What is a contract for Difference or CfD?

December 13, 2022

I was recently asked to explain a Contract for Difference and couldn’t quite give a satisfactory answer. So, I decided to dig a little deeper into what they were and write a blog post to (A) explain my answer in a more satisfactory answer and (B) develop my own understanding of these important mechanisms for renewable energy deployment.

The UK government is concerned with supporting low carbon generation and wants to increase the capacity of low carbon generators in the UK without the public sector (i.e. the government) having to build the generators themselves. However, the private sector will only invest to build a low carbon generator (or any other generator) if it is profitable for them to do so. Typically, renewable energy generators, like wind and solar systems, have high upfront capital costs and low marginal costs, since the fuel for a wind turbine or a solar panel is free. For example, the costs of an offshore wind turbine are highly dependent on a lot of factors, but Catapult gives costs of £2.4 million per MW of installed capacity for an offshore wind farm in 30m deep water. It generally takes a few years of design and construction before the turbine can start producing energy which can be sold, allowing the developer to start getting a return on their investment. It is possible, that during this period the market can change significantly, potentially reducing the value of the energy output of the wind turbine. Additionally, the wind turbine will have to decide where they want to sell the energy. They could enter into an agreement with another party to buy their electricity – known as a bilateral agreement – or they could sell their electricity on the wholesale market. The problem with the former is that the wind turbine cannot guarantee that electricity from the turbine is always available and so they may not be able to find a willing buyer, since it would be much more reliable to agree a bilateral agreement with a dispatchable generator. Selling on the wholesale market however poses further uncertainty for the wind developer, since the wholesale market prices are highly variable.

Contracts for Difference (CfDs) are then used to guarantee the developer a certain price for their electrical output that they would otherwise sell through the wholesale market. The developers enter into an agreement with the Low Carbon Contracts Company (LCCC), a government-owned company which pays a guaranteed flat-rate for the electricity output from the wind turbine over a 15-year period. This guaranteed flat rate – known as the strike price – reduces the uncertainty in the project to the extent that the developer is willing to undertake the construction of the project. Essentially, the strike price provides renewable energy investors with revenue certainty and substantially reduces the risk in the project.

The strike price is the guaranteed income for energy generated. All the energy sold by the generator on the electricity market is compared to the strike price for the duration of the contract. When the electricity price is below the strike price then the LCCC makes a payment to the generator up to the strike price and when the electricity market price is above the strike price then the generator makes a payment of the difference to the LCCC. Therefore, most of the time the LCCC makes payments, which are funded by an additional Levy on all licensed electricity suppliers in GB. However, in times of very high electricity prices (like those we have seen recently), then the LCCC receives payments from the generators which can act to reduce to electricity market prices. The CFD Levy is of course passed on to consumers by the electricity suppliers, so is ultimately borne by the consumers. Figure 1 illustrates how the LCCC is paid back when the market price exceeds the strike price.

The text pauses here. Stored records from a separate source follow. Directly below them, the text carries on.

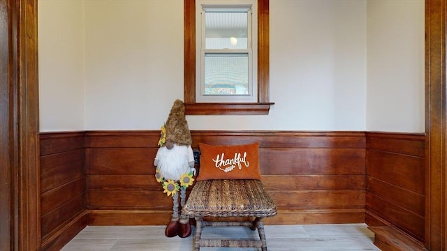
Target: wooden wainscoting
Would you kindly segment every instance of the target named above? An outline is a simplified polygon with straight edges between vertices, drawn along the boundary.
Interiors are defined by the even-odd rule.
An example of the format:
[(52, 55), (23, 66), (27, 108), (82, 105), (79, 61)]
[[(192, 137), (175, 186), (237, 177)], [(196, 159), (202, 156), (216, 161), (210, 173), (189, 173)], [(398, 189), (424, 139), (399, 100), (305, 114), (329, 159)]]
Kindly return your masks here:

When the market price is above the strike price then the generator pays back the LCCC.

The strike price is determined by an auction in which developers submit sealed bids. In this auction, each company bids for a project with a size, strike price and capacity and year of delivery. The LCCC sets an upper boundary for the price that the developers can submit, known as the Administrative Strike Price, so developers can bid for prices up to this level. There is also a total capacity cap on the auction, which sets the maximum amount of capacity that will be supported. The bids are then ordered from low to high and the lowest bids are accepted until the total capacity is reached or all the projects are awarded. The auction is ‘pay-as-clear’, meaning that any project with the same delivery year receives the same strike price. The auctions ran every two years after the first CfDs were announced in February 2015 but this year the government has announced that auctions will be run every year.

To allow for innovative technologies which may be more expensive, the auction is split into pots, with more nascent technologies grouped together in the same pot. For example, floating offshore wind, wave and tidal energy are all much less well developed than fixed-foundation offshore wind so these technologies compete against one another in a different pot with a different administrative strike price and capacity. In the previous auction (completed summer 2022) these technologies competed in Pot 2, while fixed offshore wind was a separate Pot 3 and Pot 1 includes Onshore wind and Solar PV projects. The respective 2022 budgets for Allocation round 4 were £10 million for Pot 1, £75 million for Pot 2 and £200 million for Pot 3.

Once the CfD auction is complete the successful bids are informed and they must provide a Supply Chain plan to show that they are capable of delivering the project. The CfD can then be awarded or terminated. If the project is awarded then the developer is given a Milestone Requirement, which requires to developer to have spent at least 10% of the total pre-commissioning costs on the project or have met the project commitments as set out in the CfD. Applicants that do not sign an awarded CfD or have their CfD terminated may trigger the non-delivery disincentive which bars them from entry into the next CfD auction.